User Guide#
Welcome to the Elsai Core User Guide. This section provides comprehensive documentation for all Elsai components and modules.
Components Overview#
Large Language Models & MCP
elsai-model: Connects to and manages LLMs from OpenAI, Azure OpenAI, and Amazon Bedrock.
elsai-model-hub: OpenAI-compatible API for hosted Models Hub endpoints (for example Gemma-4 E4B and Phi-4-mini).
elsai-mcp: Automatically converts any backend Swagger (OpenAPI) API into a Model Context Protocol (MCP) server, allowing LLMs to interact with APIs as tools.
Document Processing
elsai-text-extractors: Extracts raw text from structured documents like PDF, DOCX, CSV, and Excel.
elsai-ocr-extractors: Extracts text from scanned PDFs and images using OCR services like Azure, Textract, and Vision AI.
elsai-parsers: Parses and queries Excel files using LLMs with natural language queries, structured responses, and support for both small and large files.

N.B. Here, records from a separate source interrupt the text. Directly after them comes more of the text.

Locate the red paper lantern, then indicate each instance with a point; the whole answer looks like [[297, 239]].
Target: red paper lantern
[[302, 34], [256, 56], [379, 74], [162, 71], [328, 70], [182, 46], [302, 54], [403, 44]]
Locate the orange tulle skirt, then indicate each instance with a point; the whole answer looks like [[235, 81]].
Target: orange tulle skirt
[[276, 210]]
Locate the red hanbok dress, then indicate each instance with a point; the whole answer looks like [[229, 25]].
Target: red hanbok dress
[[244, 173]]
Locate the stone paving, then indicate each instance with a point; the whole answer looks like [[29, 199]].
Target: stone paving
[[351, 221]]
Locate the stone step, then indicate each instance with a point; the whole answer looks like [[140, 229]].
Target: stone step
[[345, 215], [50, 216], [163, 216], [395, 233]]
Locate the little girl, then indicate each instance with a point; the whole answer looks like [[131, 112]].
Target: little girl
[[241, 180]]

elsai-utilities: offers a collection of helper classes designed to power intelligent document and conversation processing workflows. It includes tools for chunking and converting documents for use in retrieval-augmented generation (RAG) and vector database pipelines, as well as advanced conversational intelligence features such as follow-up question generation, action item detection, and topic/intent classification
Data and Storage
elsai-db: Executes natural language queries over SQL databases using LLM-powered connectors.
elsai-embeddings: Generates vector embeddings from text using Azure OpenAI embedding models.

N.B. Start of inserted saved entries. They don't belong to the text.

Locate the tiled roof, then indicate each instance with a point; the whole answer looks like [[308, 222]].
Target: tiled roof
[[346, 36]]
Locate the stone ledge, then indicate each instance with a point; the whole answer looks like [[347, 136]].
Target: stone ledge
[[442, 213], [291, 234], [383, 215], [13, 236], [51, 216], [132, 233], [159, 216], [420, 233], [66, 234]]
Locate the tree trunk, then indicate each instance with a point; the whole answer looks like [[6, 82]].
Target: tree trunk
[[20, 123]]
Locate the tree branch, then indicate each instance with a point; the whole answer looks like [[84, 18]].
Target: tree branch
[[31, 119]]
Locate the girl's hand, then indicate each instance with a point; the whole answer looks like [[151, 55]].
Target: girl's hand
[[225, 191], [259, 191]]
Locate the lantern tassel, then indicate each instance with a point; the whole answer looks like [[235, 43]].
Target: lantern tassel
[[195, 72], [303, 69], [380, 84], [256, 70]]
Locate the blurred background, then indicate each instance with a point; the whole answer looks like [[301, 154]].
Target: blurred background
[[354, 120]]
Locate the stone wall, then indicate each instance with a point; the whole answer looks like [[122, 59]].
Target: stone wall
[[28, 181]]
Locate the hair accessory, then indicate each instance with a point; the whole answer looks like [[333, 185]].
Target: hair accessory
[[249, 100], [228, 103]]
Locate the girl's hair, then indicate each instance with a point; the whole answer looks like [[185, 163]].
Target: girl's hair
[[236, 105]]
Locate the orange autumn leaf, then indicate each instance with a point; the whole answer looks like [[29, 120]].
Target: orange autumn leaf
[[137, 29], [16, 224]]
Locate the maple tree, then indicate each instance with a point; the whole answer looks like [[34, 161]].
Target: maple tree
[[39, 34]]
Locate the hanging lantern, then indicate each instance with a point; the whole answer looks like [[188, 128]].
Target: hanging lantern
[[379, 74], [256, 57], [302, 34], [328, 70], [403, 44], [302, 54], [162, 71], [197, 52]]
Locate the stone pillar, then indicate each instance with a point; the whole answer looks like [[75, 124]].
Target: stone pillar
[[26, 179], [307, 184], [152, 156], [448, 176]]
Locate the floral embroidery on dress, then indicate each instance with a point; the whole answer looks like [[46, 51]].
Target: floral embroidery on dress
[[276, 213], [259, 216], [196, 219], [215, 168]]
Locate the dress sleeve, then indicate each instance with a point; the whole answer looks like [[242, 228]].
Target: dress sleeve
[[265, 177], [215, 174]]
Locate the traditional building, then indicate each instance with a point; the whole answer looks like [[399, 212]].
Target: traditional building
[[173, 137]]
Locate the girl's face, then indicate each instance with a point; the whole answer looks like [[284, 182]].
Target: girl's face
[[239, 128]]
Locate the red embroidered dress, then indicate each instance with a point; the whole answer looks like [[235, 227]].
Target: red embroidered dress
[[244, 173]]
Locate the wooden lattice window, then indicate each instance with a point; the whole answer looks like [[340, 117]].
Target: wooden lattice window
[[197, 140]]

elsai-vectordb: Stores and retrieves document embeddings using ChromaDB or Pinecone for semantic search.
elsai-cloud-connectors: Enables file operations across cloud platforms like AWS S3, Azure Blob, SharePoint, and OneDrive.
Retrieval and Search
elsai-retrievers: Combines semantic and keyword-based retrieval to enhance document search accuracy.
elsai-nli: Lets users query structured data like CSV files using natural language and LLMs.
elsai-graph-query-rag: Enables natural language question answering by combining knowledge graph traversal with vector similarity search.
Audio and Prompts
elsai-stt: Provides comprehensive audio processing capabilities including Speech-to-Text (STT), Text-to-Speech (TTS), and Speech-to-Speech conversion using Azure OpenAI Whisper and TTS models.
elsai-prompts: Retrieves and manages prompt templates from Pezzo for version-controlled prompt engineering.
Chat History
elsai-chat-history: simplifies managing LLM-compatible chat histories with full async support, multi-backend storage, and pluggable memory strategies. Ideal for building scalable and memory-aware AI chat applications.
Knowledge Graphs
elsai-graph-constructor: Automatically builds knowledge graphs from unstructured text by identifying entities and discovering their relationships.
elsai-graph-generator: Manages Neo4j connections, stores graph data, and handles vector embeddings for similarity searches.
elsai-graph-query-rag: Enables natural language question answering by combining knowledge graph traversal with vector similarity search.
Getting Started#
To get started with Elsai Core, we recommend beginning with elsai-model to understand how to connect to and manage language models, which forms the foundation for most other components.